La Biblia y la historia de las Ciencias Geológicas: un desencuentro inevitable
Durante casi 1.500 años, el cristianismo —la nueva religión de raíces hebreas— no fue cuestionado en Europa. Las principales razones para ello estribaban en la ausencia de explicaciones alternativas a diversas creencias dada la debilidad de las observaciones y los conocimientos científicos; también y no menos, en el enorme poder económico y sociopolítico de la Iglesia Romana, que confería legitimidad divina a las monarquías reinantes, poder que como sucede hoy con el Islamismo, impregnaba toda la vida del creyente. Pero cuando el Renacimiento, surgido en el siglo XV en las Repúblicas italianas y el XVI en el resto de Europa, cambió el leitmotiv de sociedades e individuos de lo divino a lo humano; cuando la Reforma y el libre examen de los textos bíblicos conquistaron media Europa y la Ciencia moderna emergió con fuerza en el XVI, los relatos bíblicos, fruto de una sociedad precientífica, comenzaron, inevitablemente, a ser cuestionados.

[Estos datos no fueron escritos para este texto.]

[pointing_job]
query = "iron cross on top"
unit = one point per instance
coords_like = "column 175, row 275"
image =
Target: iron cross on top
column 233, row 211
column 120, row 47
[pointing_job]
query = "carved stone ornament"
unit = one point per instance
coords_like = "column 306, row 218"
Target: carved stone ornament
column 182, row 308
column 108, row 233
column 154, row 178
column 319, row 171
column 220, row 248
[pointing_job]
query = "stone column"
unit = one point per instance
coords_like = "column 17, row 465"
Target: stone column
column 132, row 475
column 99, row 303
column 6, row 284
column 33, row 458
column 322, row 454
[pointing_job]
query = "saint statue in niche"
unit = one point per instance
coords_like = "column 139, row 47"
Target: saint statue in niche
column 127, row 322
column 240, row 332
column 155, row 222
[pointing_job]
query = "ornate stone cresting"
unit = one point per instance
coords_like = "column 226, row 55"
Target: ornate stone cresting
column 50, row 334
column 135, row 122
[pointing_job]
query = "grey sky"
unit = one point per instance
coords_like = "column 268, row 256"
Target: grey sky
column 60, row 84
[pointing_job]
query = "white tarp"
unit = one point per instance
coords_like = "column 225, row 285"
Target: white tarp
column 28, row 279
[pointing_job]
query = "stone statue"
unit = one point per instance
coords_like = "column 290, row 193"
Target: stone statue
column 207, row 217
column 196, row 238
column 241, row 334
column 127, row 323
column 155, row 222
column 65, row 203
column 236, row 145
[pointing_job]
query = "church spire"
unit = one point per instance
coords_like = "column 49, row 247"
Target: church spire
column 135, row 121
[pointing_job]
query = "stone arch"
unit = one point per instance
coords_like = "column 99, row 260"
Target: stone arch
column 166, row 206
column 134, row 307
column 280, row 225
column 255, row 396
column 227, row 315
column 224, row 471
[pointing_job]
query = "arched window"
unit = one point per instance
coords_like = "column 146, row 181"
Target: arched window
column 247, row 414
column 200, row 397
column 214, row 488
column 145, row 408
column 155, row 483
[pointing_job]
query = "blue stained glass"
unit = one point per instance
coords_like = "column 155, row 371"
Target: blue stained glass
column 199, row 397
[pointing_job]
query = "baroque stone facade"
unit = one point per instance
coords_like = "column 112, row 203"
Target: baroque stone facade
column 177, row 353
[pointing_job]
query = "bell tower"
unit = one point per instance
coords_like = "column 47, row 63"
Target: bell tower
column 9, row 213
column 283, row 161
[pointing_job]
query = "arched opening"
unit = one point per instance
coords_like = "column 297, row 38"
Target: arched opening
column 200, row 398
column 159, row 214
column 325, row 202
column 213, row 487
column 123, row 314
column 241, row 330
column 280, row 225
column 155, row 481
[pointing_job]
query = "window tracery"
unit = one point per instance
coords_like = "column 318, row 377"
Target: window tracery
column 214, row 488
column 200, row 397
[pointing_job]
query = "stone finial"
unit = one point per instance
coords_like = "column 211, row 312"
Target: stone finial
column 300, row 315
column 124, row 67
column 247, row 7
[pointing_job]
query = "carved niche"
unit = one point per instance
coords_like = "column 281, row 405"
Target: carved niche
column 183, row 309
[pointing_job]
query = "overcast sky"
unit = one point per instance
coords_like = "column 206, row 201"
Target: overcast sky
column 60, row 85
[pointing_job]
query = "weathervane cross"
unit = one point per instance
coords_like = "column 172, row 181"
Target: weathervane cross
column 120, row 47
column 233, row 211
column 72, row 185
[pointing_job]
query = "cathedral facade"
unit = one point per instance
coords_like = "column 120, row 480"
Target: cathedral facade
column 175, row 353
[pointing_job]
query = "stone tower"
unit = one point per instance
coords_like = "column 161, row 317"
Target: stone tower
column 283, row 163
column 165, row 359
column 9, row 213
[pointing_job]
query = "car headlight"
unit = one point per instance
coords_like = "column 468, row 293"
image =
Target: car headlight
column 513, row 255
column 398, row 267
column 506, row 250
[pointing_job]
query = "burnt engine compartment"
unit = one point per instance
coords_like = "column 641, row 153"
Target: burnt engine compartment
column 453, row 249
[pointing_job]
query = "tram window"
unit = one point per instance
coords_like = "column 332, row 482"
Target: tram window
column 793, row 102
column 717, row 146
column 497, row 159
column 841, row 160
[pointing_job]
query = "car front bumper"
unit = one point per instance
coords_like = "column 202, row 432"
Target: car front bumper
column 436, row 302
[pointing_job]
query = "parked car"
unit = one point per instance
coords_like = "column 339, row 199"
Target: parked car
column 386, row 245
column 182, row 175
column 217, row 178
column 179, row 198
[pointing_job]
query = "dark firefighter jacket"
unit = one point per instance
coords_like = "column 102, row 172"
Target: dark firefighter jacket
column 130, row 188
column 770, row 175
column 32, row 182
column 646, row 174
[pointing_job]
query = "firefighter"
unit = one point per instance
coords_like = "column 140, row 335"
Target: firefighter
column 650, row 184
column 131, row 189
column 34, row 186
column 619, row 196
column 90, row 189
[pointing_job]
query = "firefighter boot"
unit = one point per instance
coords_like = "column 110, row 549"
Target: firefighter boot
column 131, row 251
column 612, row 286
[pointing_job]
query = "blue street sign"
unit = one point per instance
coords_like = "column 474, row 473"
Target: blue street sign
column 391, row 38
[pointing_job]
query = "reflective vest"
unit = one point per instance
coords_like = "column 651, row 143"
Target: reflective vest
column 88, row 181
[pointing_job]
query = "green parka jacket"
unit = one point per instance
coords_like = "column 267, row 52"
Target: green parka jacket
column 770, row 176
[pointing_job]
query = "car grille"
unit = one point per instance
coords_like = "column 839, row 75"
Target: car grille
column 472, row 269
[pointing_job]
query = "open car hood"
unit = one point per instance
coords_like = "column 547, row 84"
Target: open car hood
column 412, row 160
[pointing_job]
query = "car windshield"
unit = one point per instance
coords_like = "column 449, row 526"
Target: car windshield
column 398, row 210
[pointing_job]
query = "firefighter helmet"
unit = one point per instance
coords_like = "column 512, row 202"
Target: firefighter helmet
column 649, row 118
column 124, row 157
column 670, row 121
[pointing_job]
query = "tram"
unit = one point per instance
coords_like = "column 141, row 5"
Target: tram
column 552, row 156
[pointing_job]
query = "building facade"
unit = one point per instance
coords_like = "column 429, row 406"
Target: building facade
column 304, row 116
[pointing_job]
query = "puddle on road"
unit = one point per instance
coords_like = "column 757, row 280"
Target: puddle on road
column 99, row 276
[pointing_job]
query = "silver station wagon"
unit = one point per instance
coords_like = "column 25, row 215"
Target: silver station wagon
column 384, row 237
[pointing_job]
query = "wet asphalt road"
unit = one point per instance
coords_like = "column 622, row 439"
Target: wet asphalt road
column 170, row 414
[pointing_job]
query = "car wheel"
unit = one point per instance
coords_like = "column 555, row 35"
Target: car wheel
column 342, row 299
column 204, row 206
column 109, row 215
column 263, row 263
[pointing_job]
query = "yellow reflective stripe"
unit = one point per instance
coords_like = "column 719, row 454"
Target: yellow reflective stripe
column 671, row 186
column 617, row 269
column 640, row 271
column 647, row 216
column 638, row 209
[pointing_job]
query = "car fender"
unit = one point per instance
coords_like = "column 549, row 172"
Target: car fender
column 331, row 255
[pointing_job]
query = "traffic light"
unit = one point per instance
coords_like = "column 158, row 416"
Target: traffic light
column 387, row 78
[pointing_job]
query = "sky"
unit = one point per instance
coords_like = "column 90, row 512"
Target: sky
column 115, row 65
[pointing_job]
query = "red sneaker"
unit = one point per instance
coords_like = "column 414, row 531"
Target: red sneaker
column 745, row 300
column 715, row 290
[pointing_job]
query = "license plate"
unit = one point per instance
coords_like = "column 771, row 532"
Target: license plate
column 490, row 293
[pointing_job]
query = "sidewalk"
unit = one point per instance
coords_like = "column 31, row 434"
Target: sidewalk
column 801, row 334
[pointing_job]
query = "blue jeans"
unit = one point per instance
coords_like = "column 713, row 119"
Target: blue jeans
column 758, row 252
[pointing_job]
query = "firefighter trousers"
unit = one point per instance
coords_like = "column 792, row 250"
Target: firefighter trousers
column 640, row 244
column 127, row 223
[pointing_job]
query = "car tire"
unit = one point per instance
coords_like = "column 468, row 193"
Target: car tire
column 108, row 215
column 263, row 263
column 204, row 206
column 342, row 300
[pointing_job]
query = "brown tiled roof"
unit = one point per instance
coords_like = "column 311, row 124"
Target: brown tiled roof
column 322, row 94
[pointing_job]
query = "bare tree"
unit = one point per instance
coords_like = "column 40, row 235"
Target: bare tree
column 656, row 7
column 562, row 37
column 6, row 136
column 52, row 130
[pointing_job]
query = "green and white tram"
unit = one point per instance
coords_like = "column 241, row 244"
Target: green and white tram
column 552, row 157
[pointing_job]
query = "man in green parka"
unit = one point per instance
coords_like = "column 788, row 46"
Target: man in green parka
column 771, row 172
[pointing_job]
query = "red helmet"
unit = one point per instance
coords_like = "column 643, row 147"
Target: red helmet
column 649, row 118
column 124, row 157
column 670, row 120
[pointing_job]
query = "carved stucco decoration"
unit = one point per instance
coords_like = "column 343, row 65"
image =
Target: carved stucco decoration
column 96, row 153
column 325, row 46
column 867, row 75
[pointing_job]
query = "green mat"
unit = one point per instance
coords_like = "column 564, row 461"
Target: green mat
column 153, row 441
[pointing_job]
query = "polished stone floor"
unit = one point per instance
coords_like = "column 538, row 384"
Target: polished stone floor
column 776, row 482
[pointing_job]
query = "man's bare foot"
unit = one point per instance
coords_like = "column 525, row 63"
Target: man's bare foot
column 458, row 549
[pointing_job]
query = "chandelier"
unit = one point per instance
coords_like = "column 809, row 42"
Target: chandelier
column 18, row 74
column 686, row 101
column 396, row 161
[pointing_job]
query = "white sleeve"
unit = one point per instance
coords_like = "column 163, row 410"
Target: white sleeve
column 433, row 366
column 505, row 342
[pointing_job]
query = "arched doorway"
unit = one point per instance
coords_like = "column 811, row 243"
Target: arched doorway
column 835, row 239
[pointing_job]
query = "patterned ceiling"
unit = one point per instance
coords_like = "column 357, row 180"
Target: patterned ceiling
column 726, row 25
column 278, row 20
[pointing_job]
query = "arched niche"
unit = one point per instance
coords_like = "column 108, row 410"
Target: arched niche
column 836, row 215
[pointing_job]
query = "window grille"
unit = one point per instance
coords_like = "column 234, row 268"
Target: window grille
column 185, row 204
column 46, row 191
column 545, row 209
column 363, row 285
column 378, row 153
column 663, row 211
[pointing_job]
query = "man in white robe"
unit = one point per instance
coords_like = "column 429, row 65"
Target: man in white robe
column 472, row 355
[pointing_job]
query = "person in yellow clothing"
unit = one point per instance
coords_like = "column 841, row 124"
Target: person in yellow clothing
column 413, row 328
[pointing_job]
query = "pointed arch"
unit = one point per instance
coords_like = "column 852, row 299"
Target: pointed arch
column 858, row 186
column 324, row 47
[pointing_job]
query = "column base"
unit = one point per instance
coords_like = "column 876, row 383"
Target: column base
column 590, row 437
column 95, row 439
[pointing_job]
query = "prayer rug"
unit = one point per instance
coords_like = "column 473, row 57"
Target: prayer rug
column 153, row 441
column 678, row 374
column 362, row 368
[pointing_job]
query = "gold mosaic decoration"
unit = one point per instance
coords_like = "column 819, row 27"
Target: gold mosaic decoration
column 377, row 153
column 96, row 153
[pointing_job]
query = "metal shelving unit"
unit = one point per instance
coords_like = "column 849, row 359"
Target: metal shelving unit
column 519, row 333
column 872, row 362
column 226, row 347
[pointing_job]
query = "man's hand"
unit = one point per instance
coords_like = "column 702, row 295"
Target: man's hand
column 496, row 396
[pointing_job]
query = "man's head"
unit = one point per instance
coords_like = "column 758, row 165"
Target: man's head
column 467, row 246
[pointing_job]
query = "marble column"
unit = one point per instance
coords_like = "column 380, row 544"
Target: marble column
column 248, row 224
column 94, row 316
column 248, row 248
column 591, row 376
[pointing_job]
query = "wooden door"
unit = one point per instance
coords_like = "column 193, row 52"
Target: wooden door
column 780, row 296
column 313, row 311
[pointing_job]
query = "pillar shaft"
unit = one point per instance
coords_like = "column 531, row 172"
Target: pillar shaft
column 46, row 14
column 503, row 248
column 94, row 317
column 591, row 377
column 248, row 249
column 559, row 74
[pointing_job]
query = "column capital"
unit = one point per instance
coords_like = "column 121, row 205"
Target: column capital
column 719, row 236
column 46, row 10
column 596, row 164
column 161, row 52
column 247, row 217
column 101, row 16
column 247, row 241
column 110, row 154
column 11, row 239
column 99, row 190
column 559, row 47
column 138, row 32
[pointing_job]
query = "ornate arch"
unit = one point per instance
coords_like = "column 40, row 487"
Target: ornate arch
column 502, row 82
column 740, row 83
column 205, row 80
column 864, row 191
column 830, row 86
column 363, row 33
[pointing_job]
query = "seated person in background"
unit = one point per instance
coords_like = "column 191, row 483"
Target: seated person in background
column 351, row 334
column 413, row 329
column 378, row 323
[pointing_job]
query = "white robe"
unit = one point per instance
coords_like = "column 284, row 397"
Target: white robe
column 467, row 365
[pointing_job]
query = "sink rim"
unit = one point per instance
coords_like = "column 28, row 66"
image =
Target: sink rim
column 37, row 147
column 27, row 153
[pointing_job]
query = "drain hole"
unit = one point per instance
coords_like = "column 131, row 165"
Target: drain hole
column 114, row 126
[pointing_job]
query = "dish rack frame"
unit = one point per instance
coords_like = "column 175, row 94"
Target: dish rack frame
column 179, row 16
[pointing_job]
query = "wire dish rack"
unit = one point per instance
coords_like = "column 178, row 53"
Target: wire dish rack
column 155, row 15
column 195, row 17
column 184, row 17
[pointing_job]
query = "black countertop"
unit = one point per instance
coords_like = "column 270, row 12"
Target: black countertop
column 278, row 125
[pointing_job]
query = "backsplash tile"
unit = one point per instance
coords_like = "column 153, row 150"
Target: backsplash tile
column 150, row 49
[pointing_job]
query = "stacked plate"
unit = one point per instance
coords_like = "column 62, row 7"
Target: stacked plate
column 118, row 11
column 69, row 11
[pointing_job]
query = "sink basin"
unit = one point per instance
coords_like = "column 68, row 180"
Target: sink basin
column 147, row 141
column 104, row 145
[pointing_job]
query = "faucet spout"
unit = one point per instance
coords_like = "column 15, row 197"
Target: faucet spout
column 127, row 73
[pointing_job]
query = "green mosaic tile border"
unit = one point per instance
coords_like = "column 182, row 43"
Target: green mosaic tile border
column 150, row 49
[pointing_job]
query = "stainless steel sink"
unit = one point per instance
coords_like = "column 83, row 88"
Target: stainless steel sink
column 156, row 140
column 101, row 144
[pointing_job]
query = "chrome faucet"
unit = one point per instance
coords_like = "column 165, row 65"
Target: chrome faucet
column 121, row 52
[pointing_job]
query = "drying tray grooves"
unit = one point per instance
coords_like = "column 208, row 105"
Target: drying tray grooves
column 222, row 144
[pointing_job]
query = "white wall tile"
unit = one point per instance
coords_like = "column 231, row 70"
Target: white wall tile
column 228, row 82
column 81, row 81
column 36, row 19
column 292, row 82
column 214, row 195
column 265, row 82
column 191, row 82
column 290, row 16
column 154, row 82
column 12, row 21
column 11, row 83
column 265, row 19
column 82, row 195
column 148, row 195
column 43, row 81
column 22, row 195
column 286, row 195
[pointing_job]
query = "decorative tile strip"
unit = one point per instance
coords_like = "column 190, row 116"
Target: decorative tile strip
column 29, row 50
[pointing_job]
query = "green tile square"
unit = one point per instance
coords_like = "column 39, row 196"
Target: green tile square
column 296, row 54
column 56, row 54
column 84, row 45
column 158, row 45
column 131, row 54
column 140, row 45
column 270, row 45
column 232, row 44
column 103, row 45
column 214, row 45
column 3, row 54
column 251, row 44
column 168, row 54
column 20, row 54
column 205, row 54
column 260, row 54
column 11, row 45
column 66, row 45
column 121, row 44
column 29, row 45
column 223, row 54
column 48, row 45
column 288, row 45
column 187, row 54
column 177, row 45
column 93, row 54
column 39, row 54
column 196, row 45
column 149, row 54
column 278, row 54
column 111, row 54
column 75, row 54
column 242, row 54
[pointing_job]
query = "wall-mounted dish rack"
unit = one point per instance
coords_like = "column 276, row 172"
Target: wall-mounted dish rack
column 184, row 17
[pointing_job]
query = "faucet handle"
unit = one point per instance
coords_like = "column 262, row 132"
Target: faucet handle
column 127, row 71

Debe tenerse presente que en la época en que se hizo la compilación bíblica la escritura era patrimonio de una reducidísima minoría, poco más que la casta sacerdotal, y que así sería en los países cristianos —no entre los judíos, devenido pueblo culto de lectores asiduos de la Biblia y el Talmud tras la Diáspora—, hasta la aparición de la imprenta y la difusión de los impresos en los siglos XV-XVI. Una de las razones estribaba en lo costoso de los textos escritos, fruto de amanuenses, y en lo caro de los soportes materiales de la escritura como el pergamino (Ayala-Carcedo, 2000). Probablemente, los compiladores bíblicos sacerdotales nunca pensarían que la mezcla de textos y tradiciones contradictorias o los plagios tomados de otras culturas llegarían a ser examinados por gentes ajenas a la propia casta, entonces analfabetas. Pero gracias al progreso técnico —la imprenta y el papel y el enorme abaratamiento de los escritos que trajeron—, por primera vez, más de veinte siglos después, muchas personas accedían a un conocimiento directo de los textos bíblicos y podían además compararlos con los coetáneos procedentes de otras culturas.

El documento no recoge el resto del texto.